Je crois que si vous m’aviez dit, il y a un mois, que j’aurais imaginé une création à imprimer pour une attestation de déplacement dérogatoire, j’aurais beaucoup ri.

Je l’écrivais hier. Je ne sais ni coudre ni fabriquer des masques, mais je voudrais tout de même utiliser mes compétences pour adoucir votre quotidien à ma portée. Alors, si vous avez des créations à imprimer qui pourraient vous être utiles, c’est le moment de me les murmurer.

Je n’ai pas d’enfants (donc, si c’est une idée très très bête, vous avez le droit de me le dire). Quand j’en ai parlé à mes amis, aucun n’a levé les yeux au ciel. J’ai imaginé une attestation de déplacement dérogatoire pour les enfants un peu plus douce et esthétique que l’attestation officielle.

Je me doute que c’est une période très compliquée à gérer lorsque l’on a un enfant et j’ai pensé qu’une attestation moins austère pourrait permettre une approche plus douce. Je n’ai pas modifié le texte.
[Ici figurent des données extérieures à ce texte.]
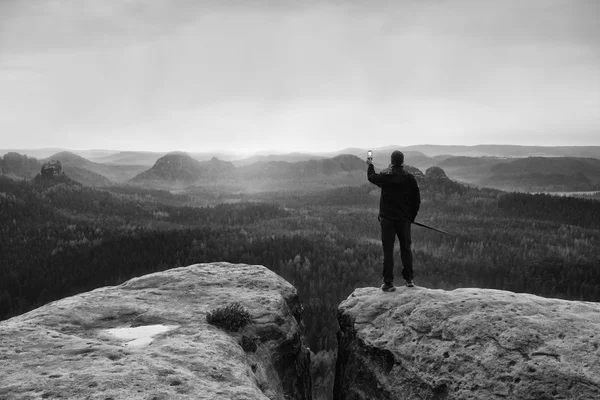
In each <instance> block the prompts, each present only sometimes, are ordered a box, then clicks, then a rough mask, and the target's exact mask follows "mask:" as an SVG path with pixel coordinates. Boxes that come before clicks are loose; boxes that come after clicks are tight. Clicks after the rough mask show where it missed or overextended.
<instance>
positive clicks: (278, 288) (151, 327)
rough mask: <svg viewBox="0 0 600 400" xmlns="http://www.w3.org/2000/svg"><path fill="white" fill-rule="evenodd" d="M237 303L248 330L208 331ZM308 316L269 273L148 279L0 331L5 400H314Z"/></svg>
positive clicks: (187, 270)
mask: <svg viewBox="0 0 600 400" xmlns="http://www.w3.org/2000/svg"><path fill="white" fill-rule="evenodd" d="M232 302H240V303H241V304H242V306H243V307H245V308H246V309H247V310H248V311H249V313H250V316H251V318H252V322H251V323H250V324H249V325H247V326H246V327H244V328H243V329H241V330H240V331H238V332H229V331H227V330H224V329H220V328H218V327H216V326H213V325H211V324H208V323H207V322H206V315H207V313H209V312H211V311H213V310H215V309H217V308H220V307H224V306H226V305H228V304H230V303H232ZM301 315H302V306H301V304H300V303H299V301H298V296H297V292H296V290H295V289H294V287H293V286H292V285H291V284H289V283H288V282H286V281H285V280H284V279H283V278H281V277H279V276H277V275H276V274H275V273H273V272H271V271H269V270H268V269H267V268H265V267H263V266H256V265H242V264H237V265H236V264H228V263H211V264H196V265H192V266H189V267H184V268H176V269H171V270H168V271H164V272H159V273H154V274H150V275H145V276H142V277H139V278H135V279H132V280H130V281H127V282H125V283H124V284H122V285H120V286H115V287H105V288H100V289H97V290H94V291H91V292H87V293H83V294H80V295H76V296H73V297H69V298H65V299H62V300H59V301H55V302H53V303H50V304H47V305H45V306H43V307H40V308H38V309H36V310H33V311H31V312H28V313H26V314H23V315H21V316H18V317H15V318H11V319H9V320H7V321H3V322H0V399H2V400H4V399H6V400H13V399H102V400H107V399H111V400H117V399H145V400H161V399H238V400H246V399H248V400H249V399H262V400H268V399H277V400H288V399H310V398H311V397H310V396H311V395H310V393H311V382H310V359H309V357H310V356H309V351H308V349H307V348H306V346H304V345H303V338H302V336H301V329H300V319H301ZM243 337H245V338H246V339H244V340H245V341H246V346H244V347H245V348H246V350H244V348H242V345H241V343H242V338H243Z"/></svg>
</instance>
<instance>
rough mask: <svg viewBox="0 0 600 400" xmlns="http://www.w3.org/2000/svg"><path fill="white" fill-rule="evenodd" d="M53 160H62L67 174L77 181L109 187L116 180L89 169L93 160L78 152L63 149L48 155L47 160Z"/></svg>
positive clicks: (83, 182)
mask: <svg viewBox="0 0 600 400" xmlns="http://www.w3.org/2000/svg"><path fill="white" fill-rule="evenodd" d="M51 160H57V161H60V163H61V164H62V169H63V172H64V173H65V175H67V176H68V177H69V178H71V179H72V180H74V181H75V182H79V183H81V184H83V185H86V186H91V187H107V186H111V185H114V182H113V181H111V180H110V179H108V178H107V177H105V176H103V175H100V174H99V173H97V172H94V171H92V170H91V169H89V168H88V164H91V161H88V160H86V159H85V158H83V157H80V156H78V155H77V154H74V153H71V152H68V151H62V152H60V153H57V154H54V155H53V156H50V157H48V158H47V159H46V160H45V161H51Z"/></svg>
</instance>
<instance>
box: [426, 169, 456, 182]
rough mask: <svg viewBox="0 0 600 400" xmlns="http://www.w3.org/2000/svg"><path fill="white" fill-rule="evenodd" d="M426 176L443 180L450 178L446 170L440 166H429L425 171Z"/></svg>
mask: <svg viewBox="0 0 600 400" xmlns="http://www.w3.org/2000/svg"><path fill="white" fill-rule="evenodd" d="M425 176H426V177H427V178H429V179H441V180H450V178H448V175H446V172H444V170H443V169H441V168H440V167H429V168H427V170H426V171H425Z"/></svg>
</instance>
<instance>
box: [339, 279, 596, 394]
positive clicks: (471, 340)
mask: <svg viewBox="0 0 600 400" xmlns="http://www.w3.org/2000/svg"><path fill="white" fill-rule="evenodd" d="M338 321H339V324H340V331H339V333H338V343H339V348H338V360H337V367H336V379H335V387H334V398H335V399H336V400H362V399H380V400H385V399H461V400H465V399H532V400H533V399H536V400H542V399H599V398H600V349H599V347H600V304H599V303H589V302H576V301H565V300H558V299H547V298H542V297H538V296H534V295H529V294H516V293H512V292H505V291H500V290H486V289H457V290H453V291H443V290H429V289H425V288H418V287H417V288H398V290H396V292H392V293H384V292H382V291H381V290H379V289H376V288H361V289H356V290H355V291H354V293H353V294H352V295H350V297H348V299H347V300H345V301H344V302H343V303H341V304H340V306H339V309H338Z"/></svg>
J’ai juste retiré le premier cas sur l’activité professionnelle qui ne me semblait pas adapté à un enfant.

Vous pouvez télécharger l’attestation de déplacement dérogatoire pour enfants par ici. Si votre chien en veut une juste pour lui aussi, glissez-moi un mot, j’en discuterai avec Holly pour voir ce que l’on peut faire. ;-)
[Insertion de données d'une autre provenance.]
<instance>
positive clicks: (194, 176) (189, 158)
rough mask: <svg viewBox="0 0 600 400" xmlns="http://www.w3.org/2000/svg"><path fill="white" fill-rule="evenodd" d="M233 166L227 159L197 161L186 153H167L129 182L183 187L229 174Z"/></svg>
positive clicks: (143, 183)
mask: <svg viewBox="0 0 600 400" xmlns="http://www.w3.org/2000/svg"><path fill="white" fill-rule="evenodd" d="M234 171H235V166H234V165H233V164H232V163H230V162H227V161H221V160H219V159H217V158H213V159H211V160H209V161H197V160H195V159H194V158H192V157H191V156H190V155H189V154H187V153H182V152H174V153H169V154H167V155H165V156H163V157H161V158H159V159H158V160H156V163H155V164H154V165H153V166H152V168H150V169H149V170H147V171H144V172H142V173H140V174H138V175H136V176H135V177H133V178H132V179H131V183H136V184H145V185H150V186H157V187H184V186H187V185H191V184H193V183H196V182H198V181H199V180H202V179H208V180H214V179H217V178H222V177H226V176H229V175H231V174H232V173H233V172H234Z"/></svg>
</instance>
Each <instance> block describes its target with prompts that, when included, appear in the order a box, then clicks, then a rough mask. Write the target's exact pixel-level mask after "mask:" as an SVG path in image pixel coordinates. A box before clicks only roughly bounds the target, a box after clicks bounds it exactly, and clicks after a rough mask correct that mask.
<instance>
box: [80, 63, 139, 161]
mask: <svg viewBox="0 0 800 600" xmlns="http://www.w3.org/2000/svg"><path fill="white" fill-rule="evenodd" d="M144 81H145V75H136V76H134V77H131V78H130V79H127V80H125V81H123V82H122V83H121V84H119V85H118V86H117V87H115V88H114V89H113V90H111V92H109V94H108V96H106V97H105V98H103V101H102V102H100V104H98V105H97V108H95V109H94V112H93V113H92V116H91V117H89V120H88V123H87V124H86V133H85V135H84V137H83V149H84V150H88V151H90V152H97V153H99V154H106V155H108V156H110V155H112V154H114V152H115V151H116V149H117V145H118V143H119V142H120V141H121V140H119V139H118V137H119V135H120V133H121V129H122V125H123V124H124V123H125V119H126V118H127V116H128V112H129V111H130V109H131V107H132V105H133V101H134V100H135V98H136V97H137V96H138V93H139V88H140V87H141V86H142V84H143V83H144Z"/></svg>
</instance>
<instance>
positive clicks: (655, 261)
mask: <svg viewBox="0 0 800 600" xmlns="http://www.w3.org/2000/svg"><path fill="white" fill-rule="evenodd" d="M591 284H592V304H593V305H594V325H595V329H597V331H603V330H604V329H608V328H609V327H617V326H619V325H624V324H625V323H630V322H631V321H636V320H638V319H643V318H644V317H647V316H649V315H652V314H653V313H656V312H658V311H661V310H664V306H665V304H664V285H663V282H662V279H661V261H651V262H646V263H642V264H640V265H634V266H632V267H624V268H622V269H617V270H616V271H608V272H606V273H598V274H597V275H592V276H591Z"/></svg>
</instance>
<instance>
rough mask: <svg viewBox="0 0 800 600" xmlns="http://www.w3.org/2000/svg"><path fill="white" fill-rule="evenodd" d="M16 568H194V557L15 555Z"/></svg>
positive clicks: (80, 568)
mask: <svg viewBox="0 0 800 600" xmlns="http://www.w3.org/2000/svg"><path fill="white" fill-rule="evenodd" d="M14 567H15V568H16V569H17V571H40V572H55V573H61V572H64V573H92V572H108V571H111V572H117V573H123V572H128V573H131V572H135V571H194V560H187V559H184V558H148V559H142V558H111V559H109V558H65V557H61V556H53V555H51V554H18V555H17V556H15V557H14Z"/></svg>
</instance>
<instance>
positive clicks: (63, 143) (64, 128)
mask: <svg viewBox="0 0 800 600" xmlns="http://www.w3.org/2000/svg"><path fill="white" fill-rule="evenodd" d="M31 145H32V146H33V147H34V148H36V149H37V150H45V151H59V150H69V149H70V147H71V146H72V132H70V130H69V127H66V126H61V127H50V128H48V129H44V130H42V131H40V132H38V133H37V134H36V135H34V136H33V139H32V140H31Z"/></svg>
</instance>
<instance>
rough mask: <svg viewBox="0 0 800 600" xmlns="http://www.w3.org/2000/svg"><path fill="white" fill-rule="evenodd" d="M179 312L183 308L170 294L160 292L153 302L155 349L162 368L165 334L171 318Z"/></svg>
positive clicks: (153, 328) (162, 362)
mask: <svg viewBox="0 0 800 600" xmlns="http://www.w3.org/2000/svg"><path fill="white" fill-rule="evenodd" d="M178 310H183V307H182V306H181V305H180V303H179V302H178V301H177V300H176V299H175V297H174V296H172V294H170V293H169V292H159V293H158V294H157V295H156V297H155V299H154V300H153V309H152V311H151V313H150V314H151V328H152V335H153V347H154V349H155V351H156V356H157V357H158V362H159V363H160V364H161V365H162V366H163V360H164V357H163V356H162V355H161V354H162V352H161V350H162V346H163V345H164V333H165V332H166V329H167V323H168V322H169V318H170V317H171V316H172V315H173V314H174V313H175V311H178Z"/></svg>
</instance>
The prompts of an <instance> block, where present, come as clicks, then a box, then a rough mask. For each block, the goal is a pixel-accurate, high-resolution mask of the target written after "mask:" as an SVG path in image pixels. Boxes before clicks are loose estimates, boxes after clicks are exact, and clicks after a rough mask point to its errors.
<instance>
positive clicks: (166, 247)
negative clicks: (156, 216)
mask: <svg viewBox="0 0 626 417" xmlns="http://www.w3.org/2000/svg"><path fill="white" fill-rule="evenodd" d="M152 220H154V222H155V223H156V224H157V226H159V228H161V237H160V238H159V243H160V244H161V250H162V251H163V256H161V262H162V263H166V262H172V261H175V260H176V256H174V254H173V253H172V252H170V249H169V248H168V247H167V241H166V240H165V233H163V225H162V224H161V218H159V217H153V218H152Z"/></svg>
Est-ce que cette attestation de déplacement dérogatoire pour les enfants est valable légalement ? Ecoutez, j’aurais tendance à dire que oui, puisqu’on peut également la recopier à la main mais comme je ne souhaite pas que vous m’envoyiez vos amendes (et que ce n’est pas vraiment le moment !), on va dire qu’il est préférable d’en imprimer une officielle. Dans tous les cas, si vous l’utilisez et que vous vous faites contrôler, vous pouvez poser directement la question et déposer un commentaire pour confirmer ou infirmer sa validité.